= Irina Nikolaeva =

Linguist and academic researcher

Irina Alekseevna Nikolaeva (b. 1962) is a linguist and Emeritus Professor of Linguistics at the SOAS University of London.

==Biography==
Nikolaeva gained her PhD from the University of Leiden in 1999. She worked at the University of Konstanz and the University of Oxford before joining SOAS in 2007 as a Lecturer. She was appointed Professor of Linguistics in 2012 and Emeritus Professor in 2020. She was awarded the Humanity Award at the 2008 Women of Discovery Awards. She was elected as a fellow of the British Academy in 2019.

==Select publications==
- Nikolaeva, I. 2020. Yukaghir morphology in a historical and comparative perspective.
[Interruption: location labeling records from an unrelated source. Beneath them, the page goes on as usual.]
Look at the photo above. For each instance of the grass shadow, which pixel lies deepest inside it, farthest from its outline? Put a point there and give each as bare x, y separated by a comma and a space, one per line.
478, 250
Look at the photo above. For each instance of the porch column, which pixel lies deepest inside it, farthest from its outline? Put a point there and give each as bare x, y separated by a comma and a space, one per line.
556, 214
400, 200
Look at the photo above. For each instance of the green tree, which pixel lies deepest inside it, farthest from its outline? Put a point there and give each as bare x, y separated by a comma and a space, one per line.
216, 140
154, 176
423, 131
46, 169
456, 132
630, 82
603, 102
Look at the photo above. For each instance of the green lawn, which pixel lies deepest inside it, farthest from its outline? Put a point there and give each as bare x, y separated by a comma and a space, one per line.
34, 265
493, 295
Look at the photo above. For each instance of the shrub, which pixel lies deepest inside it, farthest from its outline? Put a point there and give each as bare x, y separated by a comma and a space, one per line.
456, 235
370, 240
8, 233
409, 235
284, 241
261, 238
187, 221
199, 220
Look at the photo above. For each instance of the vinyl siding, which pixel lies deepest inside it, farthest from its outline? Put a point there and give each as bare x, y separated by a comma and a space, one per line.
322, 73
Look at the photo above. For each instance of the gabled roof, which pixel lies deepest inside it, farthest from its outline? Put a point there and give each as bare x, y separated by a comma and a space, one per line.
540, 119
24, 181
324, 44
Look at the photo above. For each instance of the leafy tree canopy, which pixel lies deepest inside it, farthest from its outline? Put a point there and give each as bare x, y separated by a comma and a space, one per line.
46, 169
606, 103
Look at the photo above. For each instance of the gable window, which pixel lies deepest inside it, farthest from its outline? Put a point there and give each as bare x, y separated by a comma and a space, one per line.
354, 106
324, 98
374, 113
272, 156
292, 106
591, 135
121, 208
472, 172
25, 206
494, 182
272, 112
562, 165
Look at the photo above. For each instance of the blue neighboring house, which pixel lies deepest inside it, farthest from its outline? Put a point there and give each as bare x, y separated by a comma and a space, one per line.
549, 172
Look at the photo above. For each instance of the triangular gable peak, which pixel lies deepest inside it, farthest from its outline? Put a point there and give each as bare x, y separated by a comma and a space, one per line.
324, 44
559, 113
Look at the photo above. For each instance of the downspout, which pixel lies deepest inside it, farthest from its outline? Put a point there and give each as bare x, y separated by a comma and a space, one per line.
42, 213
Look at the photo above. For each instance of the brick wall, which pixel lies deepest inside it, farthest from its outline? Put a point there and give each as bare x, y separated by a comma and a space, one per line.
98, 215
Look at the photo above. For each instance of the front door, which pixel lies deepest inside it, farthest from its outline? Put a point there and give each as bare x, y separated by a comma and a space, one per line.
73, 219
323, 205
München: Lincom GmbH.
- Nikolaeva, I. and Spencer, A. 2019. Mixed categories: The Morphosyntax of noun modification. Cambridge: Cambridge University Press.
- Nikolaeva, I. 2014. A grammar of Tundra Nenets. Berlin: Mouton de Gruyter.
- Ackerman, F. and Nikolaeva, I. 2013. Descriptive typology and linguistics theory: a study in the morphosyntax of relative clauses. Stanford: CSLI.
- Dalrymple, M.and *Nikolaeva, I. 2011. Objects and information structure. Cambridge: Cambridge University Press.